Outra falsidade muito usada, inclusivamente pelo referido Coronel é a de que o Ocidente, leia-se as democracias liberais, querem impor ao mundo um "pensamento único". Ora é nestas Democracias que está instituída a liberdade de opinião e expressão ao contrário dos regimes totalitários onde o que está instituído é o delito de opinião aplicado com tais severidades que vão até à acusação de traidores à pátria com penas tão elevadas como se tratara de assassinos. O facto de Generais, jornalistas, analistas e cientistas políticos, qualquer um académico da guerra ou da política, anónimos das redes sociais, etc. e até o dito Coronel, podem declarar e exercer o seu direito de opinião sem serem molestados por qualquer polícia política ou outra, é a prova real de que, não é possível evitar que haja uma presente e forte opinião pública diversificada,  precisamente, o contrário do que se passa nos regimes totalitários, especialmente no regime putinista e muito mais agora face à guerra que iniciou.

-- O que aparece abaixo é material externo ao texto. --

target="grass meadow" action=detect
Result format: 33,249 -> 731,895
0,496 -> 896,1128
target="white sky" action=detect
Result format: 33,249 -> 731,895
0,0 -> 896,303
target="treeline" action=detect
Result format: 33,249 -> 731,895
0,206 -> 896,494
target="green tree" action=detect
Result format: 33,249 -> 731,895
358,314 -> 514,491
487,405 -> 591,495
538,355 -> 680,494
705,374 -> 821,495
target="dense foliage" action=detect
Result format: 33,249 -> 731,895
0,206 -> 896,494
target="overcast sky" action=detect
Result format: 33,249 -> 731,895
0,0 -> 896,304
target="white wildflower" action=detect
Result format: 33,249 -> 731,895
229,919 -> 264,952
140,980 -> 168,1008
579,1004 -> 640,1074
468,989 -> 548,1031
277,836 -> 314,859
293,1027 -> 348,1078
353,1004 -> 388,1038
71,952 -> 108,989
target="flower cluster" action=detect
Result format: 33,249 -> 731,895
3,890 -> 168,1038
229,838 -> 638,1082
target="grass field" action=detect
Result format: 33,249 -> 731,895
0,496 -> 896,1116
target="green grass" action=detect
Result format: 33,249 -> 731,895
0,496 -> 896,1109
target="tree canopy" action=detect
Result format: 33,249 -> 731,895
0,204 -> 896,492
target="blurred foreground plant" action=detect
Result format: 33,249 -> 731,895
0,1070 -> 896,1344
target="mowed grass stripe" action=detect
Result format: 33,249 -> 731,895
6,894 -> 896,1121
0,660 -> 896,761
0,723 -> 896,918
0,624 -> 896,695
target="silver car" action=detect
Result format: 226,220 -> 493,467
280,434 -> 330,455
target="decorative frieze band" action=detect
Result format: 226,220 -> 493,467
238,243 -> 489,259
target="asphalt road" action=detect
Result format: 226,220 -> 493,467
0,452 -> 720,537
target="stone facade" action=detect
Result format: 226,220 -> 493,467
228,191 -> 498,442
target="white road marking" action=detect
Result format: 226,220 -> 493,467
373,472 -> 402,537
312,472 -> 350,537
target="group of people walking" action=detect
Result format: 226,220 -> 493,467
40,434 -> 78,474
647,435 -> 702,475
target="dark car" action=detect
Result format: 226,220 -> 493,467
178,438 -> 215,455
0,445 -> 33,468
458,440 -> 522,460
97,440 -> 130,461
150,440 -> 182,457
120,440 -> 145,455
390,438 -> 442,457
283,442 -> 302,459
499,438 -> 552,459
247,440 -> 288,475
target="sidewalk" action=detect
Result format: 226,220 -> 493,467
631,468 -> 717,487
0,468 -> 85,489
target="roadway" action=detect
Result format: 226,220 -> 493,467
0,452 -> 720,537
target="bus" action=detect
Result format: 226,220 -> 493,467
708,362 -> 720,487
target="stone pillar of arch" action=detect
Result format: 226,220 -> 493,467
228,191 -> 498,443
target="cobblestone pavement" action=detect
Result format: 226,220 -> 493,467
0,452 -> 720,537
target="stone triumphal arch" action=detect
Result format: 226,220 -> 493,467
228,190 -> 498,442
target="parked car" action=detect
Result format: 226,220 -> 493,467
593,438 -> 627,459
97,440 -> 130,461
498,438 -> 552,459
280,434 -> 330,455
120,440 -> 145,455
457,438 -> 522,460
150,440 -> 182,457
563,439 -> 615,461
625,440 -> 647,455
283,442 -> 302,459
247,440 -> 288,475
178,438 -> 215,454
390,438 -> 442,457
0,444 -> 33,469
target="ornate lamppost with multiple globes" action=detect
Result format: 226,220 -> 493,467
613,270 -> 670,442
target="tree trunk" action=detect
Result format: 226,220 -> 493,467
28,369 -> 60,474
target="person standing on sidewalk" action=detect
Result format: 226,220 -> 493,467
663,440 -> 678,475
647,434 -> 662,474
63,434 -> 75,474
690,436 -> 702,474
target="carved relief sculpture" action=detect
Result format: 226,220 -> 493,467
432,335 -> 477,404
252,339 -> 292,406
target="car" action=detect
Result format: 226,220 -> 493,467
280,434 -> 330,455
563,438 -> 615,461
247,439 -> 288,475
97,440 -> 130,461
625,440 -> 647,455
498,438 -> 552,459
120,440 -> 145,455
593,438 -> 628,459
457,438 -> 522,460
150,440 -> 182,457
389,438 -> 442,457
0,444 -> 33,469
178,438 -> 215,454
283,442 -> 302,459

Mais do que uma falácia, é tentar inverter a racionalidade lógica do pensamento, ao afirmarem que é o Ocidente que quer impor ao mundo um pensamento único. Não, o pensamento único é uma condição necessária à implantação interna e sobrevivência do totalitarismo e é uma condição prévia necessária para lançar um guerra de invasão decidida por uns quantos chefes com total desrespeito e desconsideração pela opinião pública dos seus povos. 

Aliás, é o totalitarismo que necessita criar, invariavelmente, um inimigo e até uma guerra para manter o povo sob estado de massa em movimento guerreiro permanente decidido, controlado e apontado ao inimigo, declarado pelo partido único. Nos totalitarismos o estado de guerra é a situação necessária ideal para prender ou liquidar inimigos políticos e manter o povo apavorado de medo por temer ser delatado pelo vizinho por ter opinião diferente, precisamente, do pensamento oficial único.

Ou já se esqueceram da nossa ditadura e do salazarismo!